Frequency Foundation

Twice the Energy with Half the Stress

Cells are younger than you think


How old cells can regain youth
Researchers find a youthful environment invigorates regeneration in old tissue
By Laura M Hrastar, New Scientist, February 17, 2005

Old cells may regain a youthful phenotype when exposed to a young cell environment, say researchers in Nature this week. The results, say the authors, indicate that aged satellite cells have an intrinsic ability to regenerate.
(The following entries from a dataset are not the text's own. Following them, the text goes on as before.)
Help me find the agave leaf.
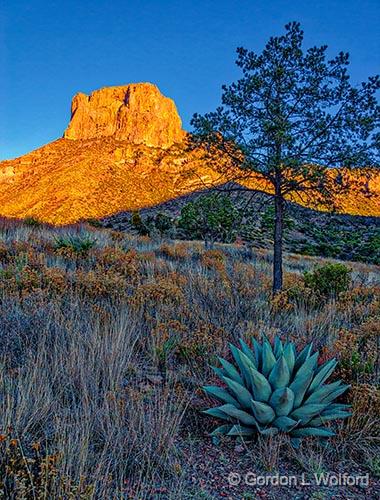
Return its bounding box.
[202,406,231,421]
[251,399,276,425]
[239,339,257,368]
[251,337,263,370]
[262,340,276,377]
[308,411,352,427]
[323,403,352,413]
[290,427,335,438]
[273,335,284,359]
[210,424,233,436]
[289,370,313,408]
[228,343,248,383]
[227,425,255,436]
[307,359,338,394]
[269,356,290,390]
[290,404,327,424]
[290,438,301,449]
[269,387,294,417]
[220,404,257,426]
[283,342,296,376]
[223,377,252,408]
[218,358,244,384]
[295,351,319,378]
[202,385,240,408]
[260,427,278,436]
[273,417,298,432]
[211,366,227,379]
[305,380,342,404]
[236,349,256,386]
[294,342,313,370]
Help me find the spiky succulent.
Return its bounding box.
[203,337,351,446]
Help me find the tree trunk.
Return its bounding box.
[273,190,284,295]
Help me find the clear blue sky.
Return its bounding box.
[0,0,380,159]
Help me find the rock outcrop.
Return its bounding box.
[64,83,185,149]
[0,83,380,224]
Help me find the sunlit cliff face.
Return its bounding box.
[64,83,185,149]
[0,83,380,224]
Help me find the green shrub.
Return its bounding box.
[304,264,351,297]
[24,217,42,227]
[131,212,150,236]
[178,193,239,247]
[54,235,96,255]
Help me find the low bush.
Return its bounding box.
[304,264,351,298]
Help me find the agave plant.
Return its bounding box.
[203,337,351,447]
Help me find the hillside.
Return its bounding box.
[0,83,380,224]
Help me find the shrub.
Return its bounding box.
[154,213,174,237]
[178,194,238,247]
[54,235,96,255]
[24,217,42,227]
[131,212,150,236]
[304,264,351,297]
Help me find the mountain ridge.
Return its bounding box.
[0,83,380,225]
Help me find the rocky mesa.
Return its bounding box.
[63,83,185,149]
[0,83,380,224]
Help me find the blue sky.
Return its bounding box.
[0,0,380,159]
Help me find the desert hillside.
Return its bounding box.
[0,83,380,224]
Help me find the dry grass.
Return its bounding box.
[0,222,380,498]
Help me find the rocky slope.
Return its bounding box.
[0,83,380,224]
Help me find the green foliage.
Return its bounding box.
[178,193,238,244]
[24,217,42,227]
[304,264,351,297]
[154,212,174,236]
[261,205,294,233]
[86,218,103,228]
[131,212,150,236]
[54,234,96,255]
[203,337,351,447]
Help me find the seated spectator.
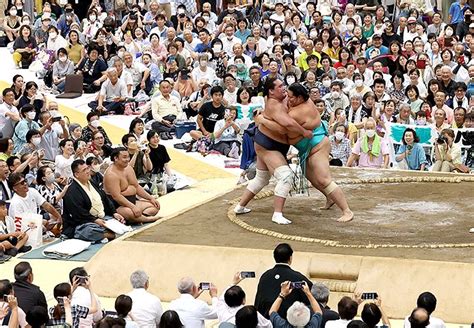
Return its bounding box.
[404,292,446,328]
[122,133,153,186]
[127,270,163,327]
[8,173,62,230]
[48,277,98,327]
[81,111,112,146]
[151,80,182,140]
[213,107,240,159]
[13,104,40,154]
[311,282,340,328]
[63,159,124,242]
[270,281,322,328]
[53,48,74,92]
[115,295,139,328]
[69,267,103,327]
[89,67,128,115]
[104,147,160,223]
[13,25,38,68]
[217,272,272,328]
[432,129,461,172]
[169,277,218,328]
[329,123,351,166]
[76,46,107,93]
[347,118,390,169]
[0,200,31,256]
[326,296,358,328]
[395,128,428,171]
[12,262,48,321]
[255,243,313,319]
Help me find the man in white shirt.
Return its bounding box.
[8,173,62,223]
[127,270,163,327]
[403,292,446,328]
[0,88,20,138]
[69,267,103,327]
[170,277,218,328]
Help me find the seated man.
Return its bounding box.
[0,200,31,256]
[88,67,128,115]
[8,173,62,230]
[104,147,160,223]
[63,159,124,242]
[169,277,218,328]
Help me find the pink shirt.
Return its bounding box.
[352,136,390,169]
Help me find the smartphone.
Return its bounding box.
[199,282,211,290]
[416,59,426,69]
[290,281,305,289]
[360,292,379,300]
[240,271,255,278]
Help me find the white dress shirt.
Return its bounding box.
[127,288,163,328]
[170,294,218,328]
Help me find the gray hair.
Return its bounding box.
[130,270,149,289]
[286,301,311,327]
[311,282,329,303]
[177,277,194,294]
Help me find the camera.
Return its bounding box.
[436,136,448,145]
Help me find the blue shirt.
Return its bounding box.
[449,2,469,24]
[397,143,428,170]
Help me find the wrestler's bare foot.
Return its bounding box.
[336,210,354,222]
[319,197,336,210]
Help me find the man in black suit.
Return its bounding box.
[311,282,340,328]
[63,159,125,242]
[12,262,48,313]
[255,243,313,319]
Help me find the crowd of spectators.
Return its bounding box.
[0,243,445,328]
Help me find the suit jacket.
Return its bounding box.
[254,263,313,319]
[63,180,115,238]
[12,280,48,313]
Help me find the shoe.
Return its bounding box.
[234,204,252,215]
[18,245,33,253]
[272,214,291,224]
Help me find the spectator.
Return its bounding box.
[169,277,218,328]
[270,281,322,328]
[12,262,48,321]
[63,159,124,242]
[326,296,358,328]
[395,128,428,171]
[255,243,313,319]
[311,282,340,328]
[127,270,163,327]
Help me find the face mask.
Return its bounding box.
[45,174,56,183]
[31,138,41,146]
[334,131,344,141]
[365,130,375,138]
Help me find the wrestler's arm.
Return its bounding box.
[104,173,134,208]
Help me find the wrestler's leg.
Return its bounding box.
[306,138,354,222]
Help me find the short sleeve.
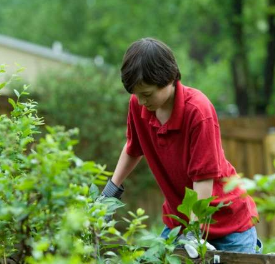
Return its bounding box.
[126,100,143,157]
[187,118,221,181]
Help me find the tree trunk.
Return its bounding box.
[231,0,249,115]
[264,0,275,110]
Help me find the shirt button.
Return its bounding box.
[158,137,166,147]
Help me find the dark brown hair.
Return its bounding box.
[121,38,181,93]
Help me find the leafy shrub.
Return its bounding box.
[0,68,153,264]
[33,65,155,214]
[34,65,129,168]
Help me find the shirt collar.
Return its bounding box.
[141,81,184,130]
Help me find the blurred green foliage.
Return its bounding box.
[0,0,275,114]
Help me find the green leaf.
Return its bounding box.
[193,197,215,218]
[89,183,99,200]
[184,258,194,264]
[166,255,181,264]
[177,187,198,219]
[168,226,181,239]
[13,89,20,98]
[0,82,7,89]
[165,214,188,226]
[8,98,16,109]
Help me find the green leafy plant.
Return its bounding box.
[0,67,151,264]
[168,188,229,263]
[225,168,275,253]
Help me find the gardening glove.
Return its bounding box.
[97,180,124,223]
[177,231,216,258]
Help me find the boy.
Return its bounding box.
[103,38,258,257]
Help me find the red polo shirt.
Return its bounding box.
[127,82,258,240]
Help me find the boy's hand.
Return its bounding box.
[97,180,124,222]
[177,231,216,258]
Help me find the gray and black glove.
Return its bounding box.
[97,180,124,222]
[101,180,124,200]
[177,231,216,258]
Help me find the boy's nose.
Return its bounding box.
[138,96,146,105]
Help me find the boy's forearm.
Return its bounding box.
[112,143,143,186]
[191,179,216,221]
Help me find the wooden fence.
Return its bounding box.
[220,117,275,178]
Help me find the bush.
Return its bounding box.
[34,65,129,168]
[0,68,190,264]
[33,65,155,217]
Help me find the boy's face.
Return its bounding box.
[133,83,175,111]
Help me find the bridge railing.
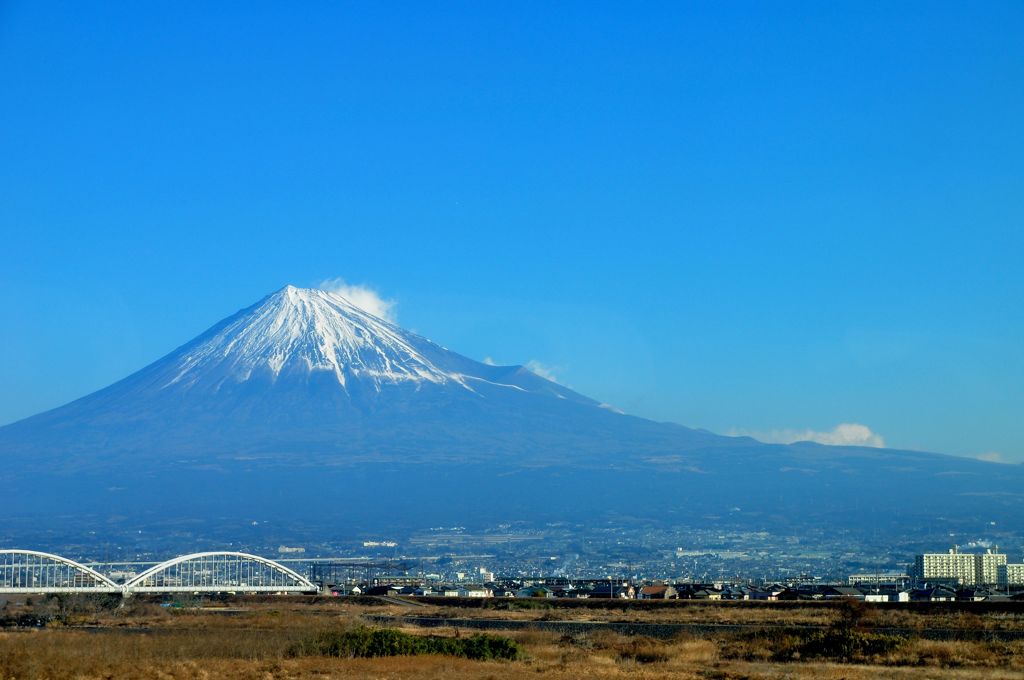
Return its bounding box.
[0,550,318,595]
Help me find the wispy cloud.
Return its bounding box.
[730,423,886,449]
[975,451,1008,463]
[317,278,398,322]
[523,358,559,382]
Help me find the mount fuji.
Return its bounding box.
[0,286,1024,540]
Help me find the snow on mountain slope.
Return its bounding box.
[170,286,464,390]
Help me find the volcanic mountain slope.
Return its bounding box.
[0,286,1024,532]
[0,286,734,469]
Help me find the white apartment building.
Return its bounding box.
[910,546,1007,586]
[998,564,1024,586]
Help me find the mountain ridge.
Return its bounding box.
[0,287,1024,532]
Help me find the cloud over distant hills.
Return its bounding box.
[729,423,886,449]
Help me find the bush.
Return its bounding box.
[288,626,522,661]
[799,627,906,662]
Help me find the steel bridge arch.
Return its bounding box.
[0,548,123,593]
[124,551,319,594]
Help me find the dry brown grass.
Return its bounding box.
[6,598,1024,680]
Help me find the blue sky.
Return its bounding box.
[0,0,1024,462]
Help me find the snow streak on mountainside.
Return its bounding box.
[0,286,1024,530]
[171,286,463,389]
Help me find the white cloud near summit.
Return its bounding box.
[730,423,886,449]
[317,278,398,323]
[523,358,558,382]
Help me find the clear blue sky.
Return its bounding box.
[0,0,1024,461]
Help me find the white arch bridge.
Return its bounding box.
[0,550,318,595]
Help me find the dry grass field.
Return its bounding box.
[0,597,1024,680]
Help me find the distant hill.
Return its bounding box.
[0,286,1024,530]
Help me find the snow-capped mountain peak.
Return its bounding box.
[168,286,463,389]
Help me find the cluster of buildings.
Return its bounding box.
[909,546,1024,588]
[328,578,1024,602]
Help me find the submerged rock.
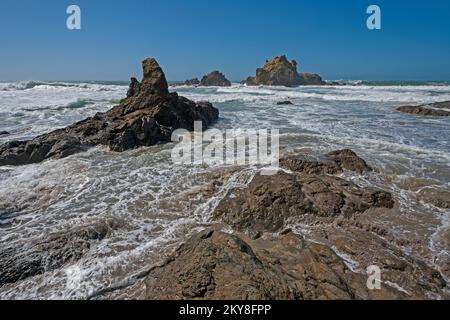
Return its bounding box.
[277,100,293,106]
[245,56,325,87]
[145,230,442,300]
[0,59,219,165]
[397,101,450,117]
[200,71,231,87]
[280,149,372,174]
[184,78,200,86]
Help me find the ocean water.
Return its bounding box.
[0,81,450,299]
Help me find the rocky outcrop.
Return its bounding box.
[213,150,384,237]
[0,59,219,165]
[127,78,141,98]
[145,230,443,300]
[397,101,450,117]
[245,56,325,87]
[200,71,231,87]
[277,100,293,106]
[145,150,449,300]
[280,149,372,174]
[213,172,394,237]
[184,78,200,86]
[0,222,114,286]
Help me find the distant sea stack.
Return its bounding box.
[184,78,200,86]
[0,59,219,166]
[244,55,325,87]
[200,71,231,87]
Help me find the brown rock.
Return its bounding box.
[397,101,450,117]
[0,59,219,165]
[213,172,394,237]
[245,56,325,87]
[280,149,372,174]
[146,231,416,300]
[184,78,200,86]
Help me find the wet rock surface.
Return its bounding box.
[200,71,231,87]
[184,78,200,86]
[145,150,449,300]
[213,172,394,237]
[0,223,114,286]
[245,56,325,87]
[280,149,372,174]
[397,101,450,117]
[145,230,442,300]
[0,59,219,165]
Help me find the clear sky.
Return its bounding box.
[0,0,450,80]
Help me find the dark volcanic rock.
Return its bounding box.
[277,100,293,106]
[213,172,394,236]
[245,56,325,87]
[146,231,425,300]
[184,78,200,86]
[0,223,112,286]
[0,59,219,165]
[200,71,231,87]
[127,78,141,98]
[397,101,450,117]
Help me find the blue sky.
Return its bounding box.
[0,0,450,80]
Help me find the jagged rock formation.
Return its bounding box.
[200,71,231,87]
[0,59,219,165]
[184,78,200,86]
[245,56,325,87]
[145,230,443,300]
[397,101,450,117]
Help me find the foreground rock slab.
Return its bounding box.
[0,59,219,165]
[244,56,325,87]
[397,101,450,117]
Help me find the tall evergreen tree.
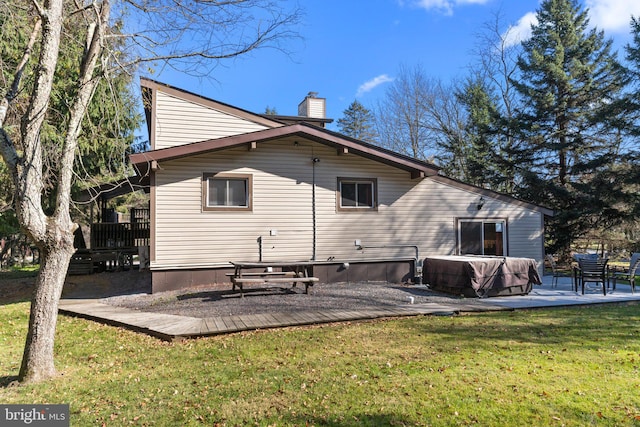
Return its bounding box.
[338,99,378,143]
[514,0,624,253]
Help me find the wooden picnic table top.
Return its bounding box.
[229,261,317,268]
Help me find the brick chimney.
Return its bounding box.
[298,92,327,119]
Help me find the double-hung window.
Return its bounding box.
[202,173,251,211]
[458,219,507,256]
[338,178,378,211]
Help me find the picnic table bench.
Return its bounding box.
[228,261,319,297]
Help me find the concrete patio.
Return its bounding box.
[59,276,640,340]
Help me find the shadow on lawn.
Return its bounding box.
[282,413,416,427]
[405,301,640,349]
[0,375,19,388]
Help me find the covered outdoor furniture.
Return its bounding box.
[424,255,542,298]
[611,253,640,293]
[573,258,609,295]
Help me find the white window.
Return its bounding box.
[338,178,377,211]
[458,219,507,256]
[202,173,251,210]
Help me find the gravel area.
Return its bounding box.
[101,282,488,318]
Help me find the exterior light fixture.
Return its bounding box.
[476,196,485,210]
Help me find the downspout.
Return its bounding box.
[311,156,320,261]
[356,245,422,285]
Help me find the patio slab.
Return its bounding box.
[59,276,640,341]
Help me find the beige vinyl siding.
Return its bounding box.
[154,91,267,149]
[152,139,542,269]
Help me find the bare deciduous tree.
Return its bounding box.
[0,0,300,382]
[376,65,461,160]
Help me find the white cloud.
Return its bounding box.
[584,0,640,33]
[356,74,393,97]
[502,12,538,46]
[412,0,491,15]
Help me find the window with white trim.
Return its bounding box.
[458,219,507,256]
[202,173,251,210]
[338,178,378,211]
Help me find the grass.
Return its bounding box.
[0,303,640,426]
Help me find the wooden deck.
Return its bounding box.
[59,299,496,341]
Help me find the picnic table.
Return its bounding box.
[229,261,319,297]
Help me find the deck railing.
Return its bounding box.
[91,209,150,250]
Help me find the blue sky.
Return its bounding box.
[153,0,640,130]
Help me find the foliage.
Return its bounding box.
[0,2,141,224]
[0,0,299,382]
[513,0,625,253]
[437,80,503,191]
[338,99,378,143]
[0,303,640,426]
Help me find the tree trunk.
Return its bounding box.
[19,231,74,383]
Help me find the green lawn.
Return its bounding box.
[0,303,640,426]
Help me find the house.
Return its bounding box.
[131,79,552,292]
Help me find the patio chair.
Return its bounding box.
[545,254,561,288]
[574,258,609,295]
[611,253,640,293]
“We know old tissue repairs poorly, but it’s not because there aren’t stem cells ready to do the repair,” coauthor Thomas Rando told The Scientist. “The problem is, with age, the environment the stem cells hit changes, [and] it makes them less responsive.”

To study how systemic factors affect satellite cell regeneration, researchers from Stanford University and VA Palo Alto Health Care System in California created fusions of the circulatory systems of old mice and young mic-a technique known as parabiosis. The young mice were transgenic, expressing either green florescent protein or a distinct CD45 allele.

Five days after injuring the mice’s hindlimbs, researchers found nucleated embryonic myosin heavy chain, a specific marker seen in regenerating myotube-nascent myofibers-in the old parabiotic animals. Because these cells did not contain transgenic markers, researchers determined that activation of resident progenitor cells-not engraftment of younger cells onto old tissue-was the cause of new growth.

Satellite cells in old parabiotic mice also showed similar upregulation as young mice controls of Notch ligand Delta, the binding protein necessary to activate the Notch signaling pathway for cell regeneration. The young parabiotic mice showed inhibition of Delta when compared with young mouse controls.

The new findings support the groups’ previous work that showed the diminished expression of Delta related to age decreases Notch signaling, which reduces stem cell proliferation and impairs cell regeneration.

In the current study, researchers also found that culturing old satellite cells in young mouse serum restored upregulation of Notch ligand and Notch activation, whereas adding old mouse serum to young satellite cells inhibited the effect.